By Vijay Jayaraj
On the weekend of August 10–11, as if in chorus, major online news websites called on people to stop consuming meat. The calls echoed a recent United Nations report that recommended doing so to fight climate change.
It surprised many, but there are other more surprising facts about climate change that are hardly published in our everyday news media.
Below are some facts—scientifically recognized and published in peer-reviewed journals—that may raise your eyebrows.
1. Climate Has Always Changed—Always
All proxy temperature data sets reveal that there have been cyclical changes in climate in the past 10,000 years. There is not a single climate scientist who denies this well-established fact. It doesn’t matter what your position on the causes and magnitude and danger (or not) of current climate change is—you have to be on board on this one. Climate has always changed. And it has changed in both directions, hot and cold. Until at least the 17th century, all these changes occurred when almost all humans were hunters, gatherers, and farmers.
2. Temperature Increase in the Past Was Not Caused by Humans
Industrialization did not happen until the 17th century. Therefore, no prior changes in climate were driven by human emissions of carbon dioxide. In the last 2,000 years alone, global temperatures rose at least twice (around the 1st and 10th centuries) to levels very similar to today’s, and neither of those warm periods were caused by humans.
3. The Arctic and Antarctic Are Doing Better than Ever!

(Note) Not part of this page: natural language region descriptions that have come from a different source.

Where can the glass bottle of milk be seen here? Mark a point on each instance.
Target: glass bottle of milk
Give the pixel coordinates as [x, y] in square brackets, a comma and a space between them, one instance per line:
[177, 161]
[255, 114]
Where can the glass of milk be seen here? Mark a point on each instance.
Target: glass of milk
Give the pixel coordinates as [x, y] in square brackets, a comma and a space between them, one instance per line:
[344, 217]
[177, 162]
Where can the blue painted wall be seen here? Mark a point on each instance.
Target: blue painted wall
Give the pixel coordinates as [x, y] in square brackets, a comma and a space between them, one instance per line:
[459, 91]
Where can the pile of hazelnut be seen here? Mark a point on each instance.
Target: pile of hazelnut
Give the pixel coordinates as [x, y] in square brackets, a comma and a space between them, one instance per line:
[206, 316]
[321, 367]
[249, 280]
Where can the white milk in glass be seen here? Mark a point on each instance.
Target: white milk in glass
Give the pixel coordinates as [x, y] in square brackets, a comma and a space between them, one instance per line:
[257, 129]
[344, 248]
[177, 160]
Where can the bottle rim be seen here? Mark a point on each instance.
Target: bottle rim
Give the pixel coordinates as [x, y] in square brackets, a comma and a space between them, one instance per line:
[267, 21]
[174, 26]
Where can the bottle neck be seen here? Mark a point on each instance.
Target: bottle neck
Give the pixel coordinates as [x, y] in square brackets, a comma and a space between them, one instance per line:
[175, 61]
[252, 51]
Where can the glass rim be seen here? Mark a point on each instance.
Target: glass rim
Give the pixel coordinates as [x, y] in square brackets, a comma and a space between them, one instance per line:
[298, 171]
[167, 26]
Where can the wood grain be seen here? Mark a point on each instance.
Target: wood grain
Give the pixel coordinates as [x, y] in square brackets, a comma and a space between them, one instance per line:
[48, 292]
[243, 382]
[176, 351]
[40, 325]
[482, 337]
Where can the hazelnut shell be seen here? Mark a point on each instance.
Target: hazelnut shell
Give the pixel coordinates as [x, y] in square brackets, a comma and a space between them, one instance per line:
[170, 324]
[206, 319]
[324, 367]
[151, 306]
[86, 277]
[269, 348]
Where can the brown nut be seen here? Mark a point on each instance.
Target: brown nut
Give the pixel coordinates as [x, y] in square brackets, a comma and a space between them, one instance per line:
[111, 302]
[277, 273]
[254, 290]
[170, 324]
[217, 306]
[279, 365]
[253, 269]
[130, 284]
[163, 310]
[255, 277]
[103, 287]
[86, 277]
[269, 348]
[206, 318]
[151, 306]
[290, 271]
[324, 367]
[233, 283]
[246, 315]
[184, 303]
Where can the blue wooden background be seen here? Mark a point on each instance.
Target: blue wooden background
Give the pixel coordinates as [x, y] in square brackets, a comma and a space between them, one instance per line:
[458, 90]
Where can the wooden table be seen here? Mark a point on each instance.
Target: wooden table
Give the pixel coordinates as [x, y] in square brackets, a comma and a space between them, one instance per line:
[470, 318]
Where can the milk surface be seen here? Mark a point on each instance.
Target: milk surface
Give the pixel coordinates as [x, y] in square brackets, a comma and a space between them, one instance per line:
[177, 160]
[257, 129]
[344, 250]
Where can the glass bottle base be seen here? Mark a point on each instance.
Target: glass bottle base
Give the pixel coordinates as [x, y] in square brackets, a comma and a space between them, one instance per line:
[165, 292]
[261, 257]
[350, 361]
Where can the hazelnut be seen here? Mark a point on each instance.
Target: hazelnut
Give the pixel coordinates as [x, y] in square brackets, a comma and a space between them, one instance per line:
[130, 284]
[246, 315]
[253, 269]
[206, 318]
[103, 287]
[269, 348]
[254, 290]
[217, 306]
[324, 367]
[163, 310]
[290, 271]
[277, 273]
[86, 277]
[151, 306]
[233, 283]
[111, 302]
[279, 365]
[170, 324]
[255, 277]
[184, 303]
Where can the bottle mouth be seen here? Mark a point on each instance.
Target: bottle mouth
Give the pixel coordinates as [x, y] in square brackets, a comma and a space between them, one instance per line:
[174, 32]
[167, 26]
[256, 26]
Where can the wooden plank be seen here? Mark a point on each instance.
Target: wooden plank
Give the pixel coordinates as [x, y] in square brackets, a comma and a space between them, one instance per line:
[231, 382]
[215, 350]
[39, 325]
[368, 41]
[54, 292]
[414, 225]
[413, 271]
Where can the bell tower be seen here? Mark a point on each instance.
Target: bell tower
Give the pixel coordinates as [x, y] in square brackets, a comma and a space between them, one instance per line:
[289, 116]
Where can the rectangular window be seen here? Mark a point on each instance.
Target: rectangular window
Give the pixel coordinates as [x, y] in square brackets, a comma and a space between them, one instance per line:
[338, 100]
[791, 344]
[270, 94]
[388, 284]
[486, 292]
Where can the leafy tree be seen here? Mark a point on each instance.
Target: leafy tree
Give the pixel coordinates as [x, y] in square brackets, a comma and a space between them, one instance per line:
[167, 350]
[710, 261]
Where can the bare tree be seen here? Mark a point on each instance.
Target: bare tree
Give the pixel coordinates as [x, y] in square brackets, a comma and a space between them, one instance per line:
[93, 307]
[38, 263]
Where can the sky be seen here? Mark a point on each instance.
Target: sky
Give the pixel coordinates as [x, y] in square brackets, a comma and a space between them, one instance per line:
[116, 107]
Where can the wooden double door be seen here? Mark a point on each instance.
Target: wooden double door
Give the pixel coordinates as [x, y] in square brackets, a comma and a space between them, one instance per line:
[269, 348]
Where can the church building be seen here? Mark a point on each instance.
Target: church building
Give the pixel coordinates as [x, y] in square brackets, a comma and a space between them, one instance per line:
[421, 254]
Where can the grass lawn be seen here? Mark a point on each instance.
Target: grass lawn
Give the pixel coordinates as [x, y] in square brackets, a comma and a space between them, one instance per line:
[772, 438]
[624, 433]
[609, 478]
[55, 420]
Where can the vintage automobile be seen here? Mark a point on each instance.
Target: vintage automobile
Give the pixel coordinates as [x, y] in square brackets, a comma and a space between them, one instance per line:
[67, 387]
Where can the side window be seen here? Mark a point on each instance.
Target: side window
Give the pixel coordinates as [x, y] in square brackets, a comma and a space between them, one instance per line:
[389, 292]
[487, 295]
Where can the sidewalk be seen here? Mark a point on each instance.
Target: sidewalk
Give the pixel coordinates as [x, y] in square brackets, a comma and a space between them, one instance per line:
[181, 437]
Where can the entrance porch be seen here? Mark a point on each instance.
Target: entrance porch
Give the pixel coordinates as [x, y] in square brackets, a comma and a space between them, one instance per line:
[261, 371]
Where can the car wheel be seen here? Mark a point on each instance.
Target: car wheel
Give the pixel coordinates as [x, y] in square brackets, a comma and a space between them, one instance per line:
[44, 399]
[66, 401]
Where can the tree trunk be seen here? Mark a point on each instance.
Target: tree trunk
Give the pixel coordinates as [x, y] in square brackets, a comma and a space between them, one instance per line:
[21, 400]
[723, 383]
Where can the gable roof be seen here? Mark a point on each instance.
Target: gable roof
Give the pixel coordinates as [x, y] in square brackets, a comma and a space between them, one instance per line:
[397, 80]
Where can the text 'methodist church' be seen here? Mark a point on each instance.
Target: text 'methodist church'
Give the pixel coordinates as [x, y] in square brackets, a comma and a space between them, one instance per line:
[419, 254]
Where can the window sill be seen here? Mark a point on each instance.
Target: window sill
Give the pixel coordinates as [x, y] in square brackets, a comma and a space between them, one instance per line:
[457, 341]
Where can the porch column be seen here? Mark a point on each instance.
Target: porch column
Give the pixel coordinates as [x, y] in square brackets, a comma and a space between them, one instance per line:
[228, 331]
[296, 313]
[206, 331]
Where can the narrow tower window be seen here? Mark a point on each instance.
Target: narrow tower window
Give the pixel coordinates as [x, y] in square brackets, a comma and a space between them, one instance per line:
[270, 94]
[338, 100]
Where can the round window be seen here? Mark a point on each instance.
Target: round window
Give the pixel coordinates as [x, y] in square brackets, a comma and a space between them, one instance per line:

Yes, you read that right. The 10,000-year Holocene paleoclimatology records reveal that both the Arctic and Antarctic are in some of their healthiest states. The only better period for the poles was the 17th century, during the Little Ice Age, when the ice mass levels were higher than today’s. For the larger part of the past 10,000 years, the ice mass levels were lower than today’s. Despite huge losses in recent decades, ice mass levels are at or near their historic highs.